Reason #1 – Machine Learning Performance Improvements through Helium
If I had to choose just a single feature to highlight for the Cortex-M55, it would be that it supports Arm Helium technology. Helium is an optimized vector extension architecture that brings Neon-like compute capabilities to Cortex-M processors. Helium improves digital signal processing (DSP) performance by as much as 5x and can improve machine learning performance by up to 15x!
There are several different ways that Helium accomplishes this dramatic performance improvement such as
- Optimized SIMD instructions to process multiple data in a single instruction
length 128-bit vectors for
- Gather load and scatter store
- Low overhead loops
- Branch prediction
datatype support such as
- Half and single precision float
- 8-bit, 16-bit, 32-bit and 64-bit vector data types
- Complex math support
- FPU register bank reuse
All these new vector extensions will make running a machine learning inference at the endpoint far faster and energy efficient. I particularly found the average DSP kernel performance per datatype between the Cortex-M55 and other Cortex-M processors extremely interesting. Take a look at the comparison below to see how well the Cortex-M55 performs:
(Image Source: Arm)
Reason #2 – Expand Local Compute Use Cases
As machine learning moves from the cloud to endpoint, the number of use cases are expanding at an exponential rate. The most common use case for machine learning at the endpoint on a microcontroller right now is for keyword spotting. With the Cortex-M55 and its built-in Helium technology, developers will be able to dramatically expand the number of use cases that can be covered by machine learning on-device. For example, there is already an emerging need for sensing and control solutions in ultra-efficient small device applications such as:
- Vibration and motion
- Voice and sound
- Vision and image
These applications will allow machine learning to be used in robotic applications, predictive maintenance, voice control and object detection applications. These applications will span across multiple industries and even into space at the moon and beyond. In fact, you can get a feel for the use case coverage from the following diagram:
Reason #3 – Simplified Development Model
One of the problems with today’s development toolchains for intelligent endpoint devices is that developers must work out of three separate toolchains:
- The Cortex-M toolchain
- The Digital Signal Processing toolchain
- · Neural Processing Unit toolchain[RC1] [JB2]
Working out of three different toolchains can create unnecessary complexity, drive up development time and even costs.
With the Cortex-M55, the toolchains are completely integrated! This will result in lower system complexity and a simplified programmers’ model by bringing all the development under a single toolchain. One toolchain also means that costs can be better controlled, and there will be fewer integration issues.
Reason #4 – Built-in Security with TrustZone
An important piece to every IoT application is the need for security. The Cortex-M55 supports TrustZone, which creates a hardware-based isolation layer between a Secure execution environment and a Non secure execution environment. This allows developers to follow Platform Security Architecture (PSA) best practices and ensure that all the pieces are in place to secure their IoT application at the endpoint.

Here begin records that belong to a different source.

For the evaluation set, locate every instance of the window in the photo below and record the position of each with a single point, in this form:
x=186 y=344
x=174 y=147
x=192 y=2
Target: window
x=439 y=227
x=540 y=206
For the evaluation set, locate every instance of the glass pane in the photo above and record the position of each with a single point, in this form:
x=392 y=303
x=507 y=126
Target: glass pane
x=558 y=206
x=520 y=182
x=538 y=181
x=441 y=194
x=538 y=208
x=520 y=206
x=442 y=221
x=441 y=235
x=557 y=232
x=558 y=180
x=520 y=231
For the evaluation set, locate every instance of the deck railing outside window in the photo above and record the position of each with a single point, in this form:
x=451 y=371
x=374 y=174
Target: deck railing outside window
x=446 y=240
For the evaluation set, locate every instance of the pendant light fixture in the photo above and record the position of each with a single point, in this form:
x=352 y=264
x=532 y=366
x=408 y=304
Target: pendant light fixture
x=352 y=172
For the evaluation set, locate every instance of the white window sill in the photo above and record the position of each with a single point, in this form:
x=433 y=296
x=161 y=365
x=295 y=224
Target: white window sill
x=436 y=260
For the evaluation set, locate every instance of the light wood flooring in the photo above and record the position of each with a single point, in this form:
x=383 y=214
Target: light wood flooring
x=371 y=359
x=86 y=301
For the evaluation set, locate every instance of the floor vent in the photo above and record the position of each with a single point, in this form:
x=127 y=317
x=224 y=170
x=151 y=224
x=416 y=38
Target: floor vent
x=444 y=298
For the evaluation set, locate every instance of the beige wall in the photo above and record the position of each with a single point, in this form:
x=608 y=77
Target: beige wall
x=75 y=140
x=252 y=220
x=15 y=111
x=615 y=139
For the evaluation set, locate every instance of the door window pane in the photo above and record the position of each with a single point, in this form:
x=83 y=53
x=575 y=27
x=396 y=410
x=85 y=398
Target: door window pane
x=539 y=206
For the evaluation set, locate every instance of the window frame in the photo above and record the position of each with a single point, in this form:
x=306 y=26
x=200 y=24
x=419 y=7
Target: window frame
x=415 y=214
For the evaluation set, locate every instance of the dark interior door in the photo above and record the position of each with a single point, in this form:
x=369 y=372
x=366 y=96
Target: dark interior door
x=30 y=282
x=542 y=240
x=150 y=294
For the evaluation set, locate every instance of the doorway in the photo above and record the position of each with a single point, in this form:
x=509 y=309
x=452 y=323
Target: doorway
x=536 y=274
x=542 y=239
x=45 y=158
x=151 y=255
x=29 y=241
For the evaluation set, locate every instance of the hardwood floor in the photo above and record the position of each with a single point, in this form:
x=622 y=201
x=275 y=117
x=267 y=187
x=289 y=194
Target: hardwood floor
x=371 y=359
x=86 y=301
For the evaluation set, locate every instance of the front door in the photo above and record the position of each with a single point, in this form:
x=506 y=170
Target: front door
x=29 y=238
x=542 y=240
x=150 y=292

Reason #5 – Integration with a micoNPU, the Ethos-U55
One of the most interesting reasons that the Cortex-M55 will help to transform the way that IoT devices are designed and built is that they can be integrated into Arm’s Ethos-U55 microNPU (micro neural processing unit). This new processor combined with the Cortex-M55 can improve machine learning performance by as much as 480x!
The Cortex-M55 holds a lot of promise for how it can help transform the IoT and bring applications from the cloud to the endpoint. A major component that allows this to happen with the Cortex-M55 is the Helium vector extensions that will provide DSP and machine learning applications a significant performance improvement. The performance increase will open up new potential use cases for endpoint devices which will be more readily achieved through a simplified and unified programmers model.